(Disclaimer the names in this story has been change for the safety of those individuals)

There I was in a dark, gloomy room filled with nothing but rigid shelves for my clothes, four white walls that had started to chip off, a small opening that only a quarter sized of beam light piercing in, and 2 sets of bunkbeds bolted in the wall. But the fearful part was the 4 addicts that I was surrounded by which would be my roommates. They stood there scanning me up/down as I gripped my luggage firmly and sighting with a deep breathe. After 30 seconds the men embraced me with a warm hug. Quite Frankly, I was standing there startled in fear of being robbed because I didn’t know what to expect. Then I heard the holy spirit saying “these are my children; love them unconditionally”

Later that night I began engaging in conversations with the gentleman, however, the language barrier stood between us. I pulled out my I phone and starting using google translate, then about 10 minutes later the lights went out for bedtime. It was shocking to me that it only was 9:00 p.m. but as I came to my feet off of the cold concrete floors, Jose grabbed my shoulder and I turned starring in his eyes as if he was ready to ask me something. And he did by pointing at me, then clapped his hands together into a prayer formation. All the guys held hands together forming a circle while I led them in prayer.

The next morning around 5:45, Jose called my name saying “levantate” which means get up. With morning eye bug smeared all over my eyes causing me to blink several times before actually getting up; I noticed that the men were already up and showering. Throughout the day I spent majority of my time with Jose as we cleaned, ate breakfast, cleaned even more, and performed various activites throughout the night.

After dinner, the men went on top of the roof to mediate and reflect on the day as we watched the sunset. I looked at Jose as searching for something missing; trying to make up for something lacking in his life. I didn’t know what that was for him, so I pressed in to know him more.

From 8:00 until bedtime, I had learned that Jose had came off the streets into the recovery program to better his life. When he was 17 years old, he had fallen into drugs and met a women which later he had 3 children by her. I asked him “Jose what do you want from life?” He replied back through google translate “I want to see my kids.” Before I could ask him another question, the lights had went out for bedtime and the guys gathered in a circle once again asking me to pray for them.

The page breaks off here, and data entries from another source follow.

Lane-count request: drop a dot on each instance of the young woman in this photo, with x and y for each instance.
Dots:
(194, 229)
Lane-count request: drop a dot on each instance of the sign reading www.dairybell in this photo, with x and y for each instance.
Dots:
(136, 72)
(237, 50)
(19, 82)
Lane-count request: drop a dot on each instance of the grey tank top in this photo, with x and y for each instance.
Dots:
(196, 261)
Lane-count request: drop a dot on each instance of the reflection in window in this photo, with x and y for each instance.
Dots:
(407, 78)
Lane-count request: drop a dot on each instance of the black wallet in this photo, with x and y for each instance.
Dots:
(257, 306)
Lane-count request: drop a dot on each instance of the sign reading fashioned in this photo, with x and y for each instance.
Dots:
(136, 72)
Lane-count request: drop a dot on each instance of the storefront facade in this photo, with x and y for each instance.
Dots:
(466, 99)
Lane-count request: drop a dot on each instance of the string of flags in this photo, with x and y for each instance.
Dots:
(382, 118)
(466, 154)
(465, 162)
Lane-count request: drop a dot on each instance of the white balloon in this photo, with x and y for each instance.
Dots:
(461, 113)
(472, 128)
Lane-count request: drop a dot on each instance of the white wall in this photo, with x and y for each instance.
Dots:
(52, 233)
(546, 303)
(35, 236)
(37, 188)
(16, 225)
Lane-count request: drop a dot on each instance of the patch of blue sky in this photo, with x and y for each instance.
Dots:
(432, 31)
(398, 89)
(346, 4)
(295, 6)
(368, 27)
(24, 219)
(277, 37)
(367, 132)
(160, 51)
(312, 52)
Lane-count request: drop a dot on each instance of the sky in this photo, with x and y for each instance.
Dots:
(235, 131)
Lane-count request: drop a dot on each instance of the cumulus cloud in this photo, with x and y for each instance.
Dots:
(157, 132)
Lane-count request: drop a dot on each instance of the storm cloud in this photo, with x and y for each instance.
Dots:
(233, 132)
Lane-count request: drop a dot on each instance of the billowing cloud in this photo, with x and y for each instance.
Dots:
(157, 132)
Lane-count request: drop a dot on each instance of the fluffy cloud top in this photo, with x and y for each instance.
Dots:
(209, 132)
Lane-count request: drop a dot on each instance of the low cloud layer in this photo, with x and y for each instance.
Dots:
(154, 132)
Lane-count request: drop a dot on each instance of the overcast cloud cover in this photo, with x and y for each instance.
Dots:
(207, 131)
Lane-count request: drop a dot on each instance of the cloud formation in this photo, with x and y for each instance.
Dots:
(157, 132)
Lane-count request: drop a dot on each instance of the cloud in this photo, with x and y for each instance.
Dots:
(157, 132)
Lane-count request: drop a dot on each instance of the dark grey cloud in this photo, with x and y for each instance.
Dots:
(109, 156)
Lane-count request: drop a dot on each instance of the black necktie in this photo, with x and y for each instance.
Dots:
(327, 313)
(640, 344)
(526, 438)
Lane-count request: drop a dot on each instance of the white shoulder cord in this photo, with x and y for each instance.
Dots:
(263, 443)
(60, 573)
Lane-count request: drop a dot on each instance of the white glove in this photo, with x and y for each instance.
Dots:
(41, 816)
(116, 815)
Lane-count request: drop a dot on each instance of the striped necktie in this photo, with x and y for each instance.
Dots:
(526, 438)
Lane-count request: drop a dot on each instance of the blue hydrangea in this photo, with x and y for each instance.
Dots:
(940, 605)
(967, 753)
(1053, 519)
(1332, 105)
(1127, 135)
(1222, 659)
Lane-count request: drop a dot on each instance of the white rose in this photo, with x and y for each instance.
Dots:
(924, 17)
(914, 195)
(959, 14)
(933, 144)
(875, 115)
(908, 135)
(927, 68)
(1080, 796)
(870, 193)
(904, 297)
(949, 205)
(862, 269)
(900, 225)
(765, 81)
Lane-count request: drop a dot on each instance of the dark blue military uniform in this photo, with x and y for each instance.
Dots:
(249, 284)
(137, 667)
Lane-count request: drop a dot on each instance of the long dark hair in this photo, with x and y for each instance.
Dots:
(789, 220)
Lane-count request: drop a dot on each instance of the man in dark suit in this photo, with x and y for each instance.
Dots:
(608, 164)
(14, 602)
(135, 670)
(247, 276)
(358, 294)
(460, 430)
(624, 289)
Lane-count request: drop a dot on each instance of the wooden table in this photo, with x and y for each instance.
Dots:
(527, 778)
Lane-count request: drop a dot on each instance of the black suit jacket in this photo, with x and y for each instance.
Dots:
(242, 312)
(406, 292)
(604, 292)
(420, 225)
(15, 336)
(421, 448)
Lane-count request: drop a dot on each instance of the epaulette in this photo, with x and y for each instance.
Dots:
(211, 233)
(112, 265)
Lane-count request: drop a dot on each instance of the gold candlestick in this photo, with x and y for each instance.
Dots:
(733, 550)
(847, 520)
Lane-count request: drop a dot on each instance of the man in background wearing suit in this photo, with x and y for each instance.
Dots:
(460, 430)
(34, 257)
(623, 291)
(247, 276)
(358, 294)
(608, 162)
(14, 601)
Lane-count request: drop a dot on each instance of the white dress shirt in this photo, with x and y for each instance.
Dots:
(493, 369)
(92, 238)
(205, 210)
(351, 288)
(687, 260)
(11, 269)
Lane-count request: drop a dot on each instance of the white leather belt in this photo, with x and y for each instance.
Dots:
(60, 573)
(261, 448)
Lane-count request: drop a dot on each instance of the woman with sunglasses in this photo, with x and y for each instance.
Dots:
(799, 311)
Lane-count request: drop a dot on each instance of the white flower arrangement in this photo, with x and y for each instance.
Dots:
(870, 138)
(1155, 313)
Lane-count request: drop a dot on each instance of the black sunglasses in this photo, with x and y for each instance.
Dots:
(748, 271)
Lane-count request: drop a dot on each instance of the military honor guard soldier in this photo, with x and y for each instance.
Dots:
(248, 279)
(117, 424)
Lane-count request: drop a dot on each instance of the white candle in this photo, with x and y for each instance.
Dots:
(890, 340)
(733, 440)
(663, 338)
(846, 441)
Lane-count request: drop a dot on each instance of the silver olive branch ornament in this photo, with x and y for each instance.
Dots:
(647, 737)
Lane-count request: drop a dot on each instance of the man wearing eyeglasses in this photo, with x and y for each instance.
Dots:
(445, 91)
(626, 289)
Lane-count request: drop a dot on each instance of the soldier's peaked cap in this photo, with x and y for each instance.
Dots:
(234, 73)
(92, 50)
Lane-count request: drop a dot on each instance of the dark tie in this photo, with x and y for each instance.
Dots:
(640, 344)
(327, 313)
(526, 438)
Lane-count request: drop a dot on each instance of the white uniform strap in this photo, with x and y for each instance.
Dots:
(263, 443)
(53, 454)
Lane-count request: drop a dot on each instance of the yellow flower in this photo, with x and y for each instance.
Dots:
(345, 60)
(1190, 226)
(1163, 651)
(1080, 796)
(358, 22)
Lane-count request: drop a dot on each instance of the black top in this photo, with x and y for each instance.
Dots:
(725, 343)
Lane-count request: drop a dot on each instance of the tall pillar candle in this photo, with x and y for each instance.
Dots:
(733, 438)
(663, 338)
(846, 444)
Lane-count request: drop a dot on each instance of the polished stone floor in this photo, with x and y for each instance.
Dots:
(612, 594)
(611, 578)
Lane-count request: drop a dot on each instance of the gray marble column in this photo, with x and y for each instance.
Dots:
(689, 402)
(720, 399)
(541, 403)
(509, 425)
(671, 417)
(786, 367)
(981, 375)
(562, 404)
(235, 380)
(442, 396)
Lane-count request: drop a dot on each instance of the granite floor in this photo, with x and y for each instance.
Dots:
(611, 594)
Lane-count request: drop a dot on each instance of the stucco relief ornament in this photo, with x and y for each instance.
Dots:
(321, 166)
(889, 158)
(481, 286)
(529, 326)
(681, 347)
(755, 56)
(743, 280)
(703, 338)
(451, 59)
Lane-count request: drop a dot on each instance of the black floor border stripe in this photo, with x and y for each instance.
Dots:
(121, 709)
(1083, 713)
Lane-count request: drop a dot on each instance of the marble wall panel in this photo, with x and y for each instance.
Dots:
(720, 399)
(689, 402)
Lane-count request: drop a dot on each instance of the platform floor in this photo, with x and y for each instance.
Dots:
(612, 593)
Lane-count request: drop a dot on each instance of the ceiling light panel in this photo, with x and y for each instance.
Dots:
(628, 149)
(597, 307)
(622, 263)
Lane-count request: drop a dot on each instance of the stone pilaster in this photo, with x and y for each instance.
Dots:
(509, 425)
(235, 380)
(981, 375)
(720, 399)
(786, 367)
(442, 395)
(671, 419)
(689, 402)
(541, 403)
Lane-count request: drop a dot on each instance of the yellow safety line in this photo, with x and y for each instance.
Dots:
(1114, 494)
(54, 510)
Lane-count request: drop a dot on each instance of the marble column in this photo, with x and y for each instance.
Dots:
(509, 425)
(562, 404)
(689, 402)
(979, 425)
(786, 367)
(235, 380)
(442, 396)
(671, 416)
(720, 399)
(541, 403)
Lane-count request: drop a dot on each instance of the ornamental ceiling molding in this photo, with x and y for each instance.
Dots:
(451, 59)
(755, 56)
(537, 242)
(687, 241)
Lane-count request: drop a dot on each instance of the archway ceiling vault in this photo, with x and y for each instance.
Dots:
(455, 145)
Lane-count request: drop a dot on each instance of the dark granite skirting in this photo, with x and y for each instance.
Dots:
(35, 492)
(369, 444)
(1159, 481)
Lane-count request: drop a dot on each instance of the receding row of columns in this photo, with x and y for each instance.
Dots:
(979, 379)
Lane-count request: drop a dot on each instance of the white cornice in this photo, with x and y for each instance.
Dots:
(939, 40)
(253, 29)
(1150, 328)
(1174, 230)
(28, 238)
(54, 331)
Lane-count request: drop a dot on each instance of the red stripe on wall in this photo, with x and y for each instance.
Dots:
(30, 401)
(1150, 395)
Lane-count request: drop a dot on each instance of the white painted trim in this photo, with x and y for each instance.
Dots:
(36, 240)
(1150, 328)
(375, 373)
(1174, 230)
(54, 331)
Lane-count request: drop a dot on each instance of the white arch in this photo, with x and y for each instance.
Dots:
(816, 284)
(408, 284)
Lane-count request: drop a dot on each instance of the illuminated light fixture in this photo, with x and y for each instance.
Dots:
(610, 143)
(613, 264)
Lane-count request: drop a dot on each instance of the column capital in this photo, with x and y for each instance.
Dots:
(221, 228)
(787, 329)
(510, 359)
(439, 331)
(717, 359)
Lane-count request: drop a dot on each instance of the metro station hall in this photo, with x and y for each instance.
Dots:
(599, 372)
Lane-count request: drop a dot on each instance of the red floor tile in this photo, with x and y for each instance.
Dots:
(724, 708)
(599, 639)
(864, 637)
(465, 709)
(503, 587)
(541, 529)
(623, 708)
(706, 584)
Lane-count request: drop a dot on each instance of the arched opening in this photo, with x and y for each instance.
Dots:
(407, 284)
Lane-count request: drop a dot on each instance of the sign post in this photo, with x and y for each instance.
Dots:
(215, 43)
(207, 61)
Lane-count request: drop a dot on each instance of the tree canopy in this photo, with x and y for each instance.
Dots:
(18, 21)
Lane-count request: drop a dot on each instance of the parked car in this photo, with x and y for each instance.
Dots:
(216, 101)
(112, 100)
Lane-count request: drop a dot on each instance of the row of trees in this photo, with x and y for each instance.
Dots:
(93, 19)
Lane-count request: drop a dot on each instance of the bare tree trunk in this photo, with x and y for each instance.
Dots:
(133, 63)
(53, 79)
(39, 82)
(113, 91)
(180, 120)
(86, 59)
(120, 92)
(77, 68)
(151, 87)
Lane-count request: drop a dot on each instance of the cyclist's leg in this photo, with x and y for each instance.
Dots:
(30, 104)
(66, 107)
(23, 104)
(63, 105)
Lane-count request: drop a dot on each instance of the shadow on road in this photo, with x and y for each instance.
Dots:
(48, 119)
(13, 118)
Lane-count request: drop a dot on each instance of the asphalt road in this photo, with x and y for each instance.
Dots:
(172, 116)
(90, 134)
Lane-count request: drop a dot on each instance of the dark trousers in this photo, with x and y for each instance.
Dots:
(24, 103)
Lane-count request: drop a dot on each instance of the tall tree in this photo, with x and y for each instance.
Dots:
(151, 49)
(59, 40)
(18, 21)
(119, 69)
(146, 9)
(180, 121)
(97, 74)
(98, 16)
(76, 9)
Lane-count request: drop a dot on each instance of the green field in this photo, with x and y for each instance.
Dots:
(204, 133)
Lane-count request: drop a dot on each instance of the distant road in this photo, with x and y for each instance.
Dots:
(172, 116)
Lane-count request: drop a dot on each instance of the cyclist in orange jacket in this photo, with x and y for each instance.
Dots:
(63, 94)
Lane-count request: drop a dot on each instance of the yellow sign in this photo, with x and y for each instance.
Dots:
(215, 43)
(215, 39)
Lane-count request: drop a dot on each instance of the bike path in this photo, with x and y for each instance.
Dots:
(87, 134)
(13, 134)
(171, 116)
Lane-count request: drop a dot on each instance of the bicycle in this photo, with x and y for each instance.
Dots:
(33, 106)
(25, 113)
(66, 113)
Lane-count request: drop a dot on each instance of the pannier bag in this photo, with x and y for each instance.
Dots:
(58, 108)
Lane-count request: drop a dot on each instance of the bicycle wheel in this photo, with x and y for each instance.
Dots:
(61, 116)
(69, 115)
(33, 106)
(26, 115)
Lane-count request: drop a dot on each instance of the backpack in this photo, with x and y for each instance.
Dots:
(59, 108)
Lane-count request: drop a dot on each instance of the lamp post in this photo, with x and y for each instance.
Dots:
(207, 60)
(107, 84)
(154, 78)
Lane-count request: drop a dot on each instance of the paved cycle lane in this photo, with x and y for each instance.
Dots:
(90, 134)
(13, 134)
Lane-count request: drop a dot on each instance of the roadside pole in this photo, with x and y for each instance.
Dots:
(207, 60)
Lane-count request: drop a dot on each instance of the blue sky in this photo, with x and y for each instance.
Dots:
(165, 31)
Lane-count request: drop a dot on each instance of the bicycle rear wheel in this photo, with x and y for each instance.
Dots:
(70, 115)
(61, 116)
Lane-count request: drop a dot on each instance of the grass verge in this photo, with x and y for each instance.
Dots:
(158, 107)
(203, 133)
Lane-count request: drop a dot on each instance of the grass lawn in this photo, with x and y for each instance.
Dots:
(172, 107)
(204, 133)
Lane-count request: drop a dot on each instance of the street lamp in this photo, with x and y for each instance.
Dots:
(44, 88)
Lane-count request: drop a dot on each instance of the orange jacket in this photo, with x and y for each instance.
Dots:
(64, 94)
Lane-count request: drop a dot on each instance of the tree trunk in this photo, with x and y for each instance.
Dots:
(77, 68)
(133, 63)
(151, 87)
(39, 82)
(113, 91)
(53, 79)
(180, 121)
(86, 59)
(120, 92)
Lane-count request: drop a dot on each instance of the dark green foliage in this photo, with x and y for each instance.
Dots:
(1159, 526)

(Jose turned 34 on August 14,2016)

5:30 a.m. had came early as I raised up from bed to head for the showers. Throughout the day I kept pondering on Jose story. Suddenly around 1:00 p.m. I came around the corner on the 2nd floor to observe Jose and Juan arguing. Juan is the floor overseer. With so much commotion going on and me not being able to understand the language barrier, I felt a heavy weight on my chest as I watched Jose pack up his bags and leave the program. I didn’t understand what was going on and why would he leave after being the program for so long. Over two nights I hand bonded with this gentleman and to see him leave crushed my spirit. Why was this happening I asked God? I locked eyes with my teammate Neal and asked him to join me in prayer for Jose. I couldn’t help but feel my gut – wrenching sobs that tore through my chest and my eyes filled to the brim with tears as I was praying for Jose. Where would he be staying the night at? Would he be back on the streets again? Would he be selling drugs? What about his children that he so passionately talked about? The questions kept coming to my mind.

As I laid in bed that night meditating on what happened, the Lord remind me what he asked me to do on the first night; “love them unconditionally.” I don’t know what will happen to Jose but one thing I know for sure is that God used me in such a way within those 2 days of Jose life. I can’t save him but I know God allowed us to cross paths so that I could understand the struggle of addicts. God has increased my faith by opening my eyes to see that I don’t have much time here in Medellin, Colombia and that living in missions is about living on missions everyday.

I end this by asking you, who has God put in your pathway to love on? Will you step out of comfort to speak life in them?